Organization Structure Of Hospital Pharmacy
The hospital pharmacy has various divisions, like compounding and dispensing, manufacturing or production, quality control, central sterile supply, research, education and training, administration, and library. The Chief Hospital Pharmacist is the head of pharmacy who reports to the Administrator. The number of Assistant Chief Pharmacist, who assists the Chief in administration, depends on the work, nature, and scope of preparations, staff strength, etc. The Assistant Chief Pharmacist supervises and controls the various functions of the pharmacy.
The Chief has a secretary and other office clerks to assist him. Staff pharmacists, technicians, pharmacy helpers, and other workers of the hospital pharmacy are involved in compounding, dispensing, manufacturing, drug supply, central sterile supply, and library duties.
Location Of Hospital Pharmacy
The pharmacy should be situated on the ground floor or the first floor to ease its accessibility and provide adequate service to various departments and nursing stations. If the hospital has an outpatient department, the pharmacy or its branch should be near it. In a multi-story hospital, each floor should have a pharmacy. The layout of floor pharmacies should be such that a continuous flow of men and materials is maintained.
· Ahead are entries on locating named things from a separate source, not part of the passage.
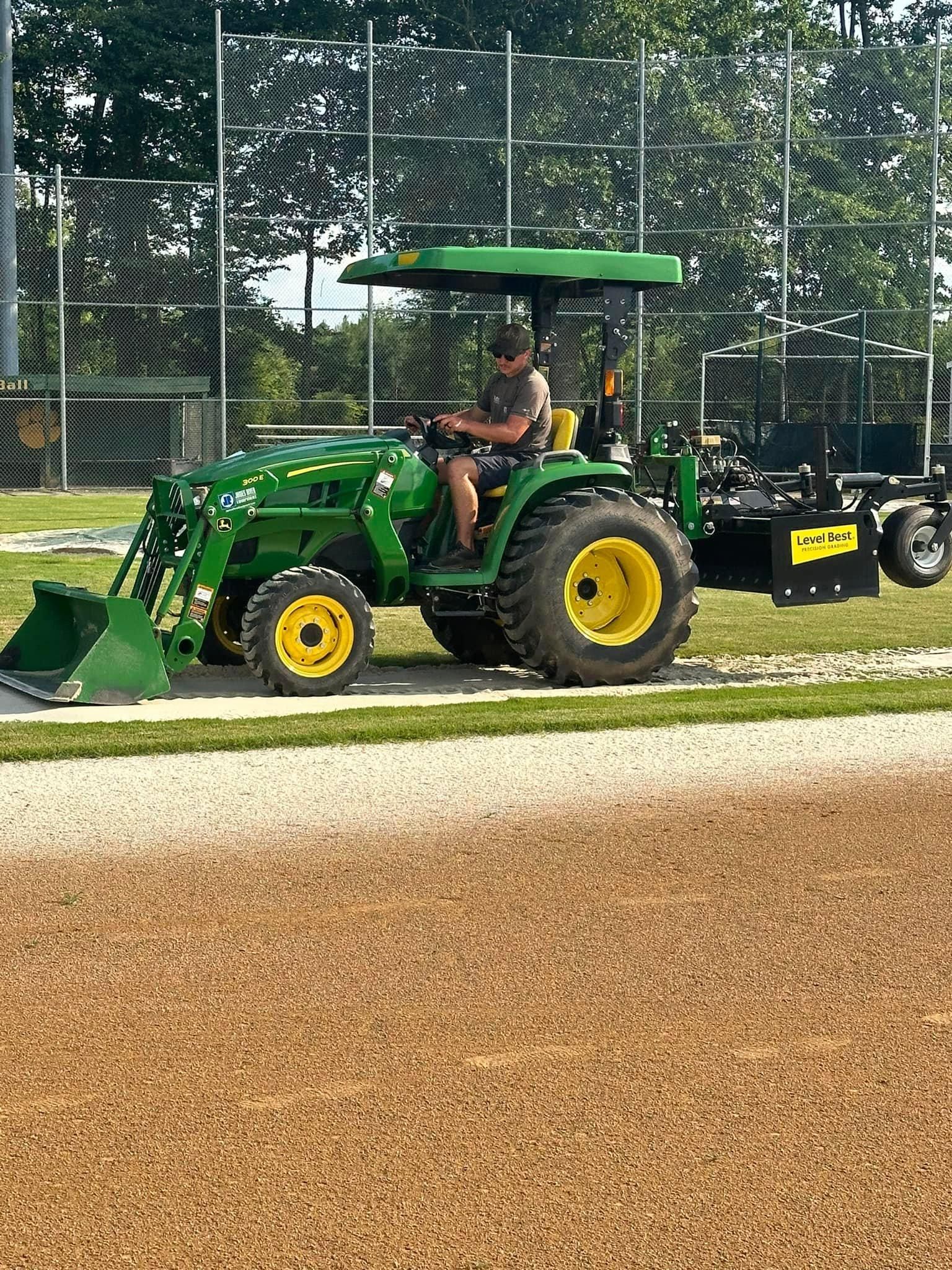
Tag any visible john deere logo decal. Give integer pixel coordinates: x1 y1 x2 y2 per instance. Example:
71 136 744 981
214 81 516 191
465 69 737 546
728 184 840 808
790 525 859 564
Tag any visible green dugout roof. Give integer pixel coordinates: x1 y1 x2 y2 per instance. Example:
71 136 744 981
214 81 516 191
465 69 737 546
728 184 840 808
338 246 682 297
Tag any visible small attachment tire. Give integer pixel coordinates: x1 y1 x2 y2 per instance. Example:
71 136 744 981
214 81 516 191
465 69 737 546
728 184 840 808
420 600 522 665
879 503 952 587
241 565 374 697
496 489 698 687
198 583 255 665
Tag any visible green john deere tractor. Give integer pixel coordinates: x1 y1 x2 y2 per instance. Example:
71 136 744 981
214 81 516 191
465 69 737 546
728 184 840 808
0 246 952 704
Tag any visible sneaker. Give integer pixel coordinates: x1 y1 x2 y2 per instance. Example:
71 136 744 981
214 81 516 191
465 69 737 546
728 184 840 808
424 542 481 573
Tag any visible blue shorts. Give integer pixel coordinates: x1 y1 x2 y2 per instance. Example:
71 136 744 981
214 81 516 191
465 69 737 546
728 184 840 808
472 455 527 494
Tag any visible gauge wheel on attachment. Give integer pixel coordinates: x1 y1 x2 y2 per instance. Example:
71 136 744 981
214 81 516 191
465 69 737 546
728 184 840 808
879 503 952 587
241 565 374 697
496 489 698 687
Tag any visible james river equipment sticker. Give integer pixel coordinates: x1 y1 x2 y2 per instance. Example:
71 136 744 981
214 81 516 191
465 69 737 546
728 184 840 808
373 473 396 498
188 583 214 623
790 525 859 564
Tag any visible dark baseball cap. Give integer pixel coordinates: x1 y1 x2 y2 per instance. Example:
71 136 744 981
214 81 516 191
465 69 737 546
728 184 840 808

A complete unit of the hospital pharmacy includes the following areas:
- 1) Office of the chief
- 2) Out-patient dispensing unit
- 3) Bulk compounding area
- 4) Manufacturing unit for sterile and non-sterile preparations
- 5) Packaging and labeling area
- 6) Alcohol and volatile liquid area
- 7) Narcotic vaults
- 8) Radioisotope storage & dispensing area
- 9) Central sterile supply area
- 10) Cold storage area
- 11) Research wing
- 12) Pharmacy storeroom
- 13) Library
- 14) Waiting room
An outpatient pharmacy should look pleasant and have enough space and seating arrangements for patients waiting for the medicine to avoid overcrowding. The waiting room in the outpatient pharmacy should have a professional look, bear educative posters on health and hygiene, and hold light literature for reading to engage the visitors. This has a positive impact on the pharmacy and the visitors. To routinely manufacture bulk preparations (like stock solutions, bulk powder ointments, etc.), a suitable space adjacent to the pharmacy or in the basement directly below the pharmacy should be provided. The medical stores of the pharmacy should lie adjacent to the pharmacy or beneath the pharmacy.